• © Pepa de Rivera
  • Erupción
  • © Manuel Bayo
  • martes, 2 de junio de 2015
  • 21:00
  • Los Lagos
  • La noticia de que habían, por fin, levantado la alerta y podíamos regresar ha desatado en mí, en nosotros, miedos que habíamos postergado. Desde que huimos todos (aunque parecíamos un grupo caminando simplemente en silencio, era una huida verdadera, plagada de temores contenidos por ese sentimiento noble de la responsabilidad del grupo, miedos por lo que dejábamos atrás y por los propios riesgos del camino, muy reales; ni siquiera murmullos, tan solo la necesaria urgencia) supimos poner en pausa nuestros pensamientos, orillar las especulaciones, especialmente las de carácter funesto, y nos dedicamos con ahínco a inventar la normalidad que la evidencia de las cosas, rotunda, nos negaba.
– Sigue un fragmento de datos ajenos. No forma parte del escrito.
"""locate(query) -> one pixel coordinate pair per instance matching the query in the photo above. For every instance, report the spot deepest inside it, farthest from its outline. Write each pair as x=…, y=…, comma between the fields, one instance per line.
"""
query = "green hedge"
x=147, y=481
En el autocar de regreso a nuestras vidas interrumpidas ¡el silencio ha sido tan bravo y elocuente! Los campos enteros cubiertos de la arena oscura del volcán, las primeras casas y aperos nos han ido apareciendo asfixiados entre los acúmulos de la ceniza caída, los caminos borrados de donde, bien lo sabíamos, estaban. El tejado hundido de Celso ha pasado delante nuestro, tras los vidrios del autocar en marcha, como una horripilante constatación de lo que ya antes de subir al autocar suponíamos cierto: la realidad prodigiosa de la transfiguración en uniforme negro de lo que eran (y en unas semanas, necesito pensar, serán de nuevo) vidas, pasados construidos, campos moteados de tonos distinguibles e incluso, a veces, de colores sorprendentes. Viendo la casa de Celso y algunas otras de las menos afortunadas que han ido apareciendo después ⎯como en una pantalla, tras los vidrios del autobús⎯ pensaba, todavía sin saber, en cuál sería la suerte con la que nos tocaría conformarnos y en que si no estuviéramos juntos, tú y yo, lloraría sin parar, con un llanto rectilíneo, monótono, imposible de apagar.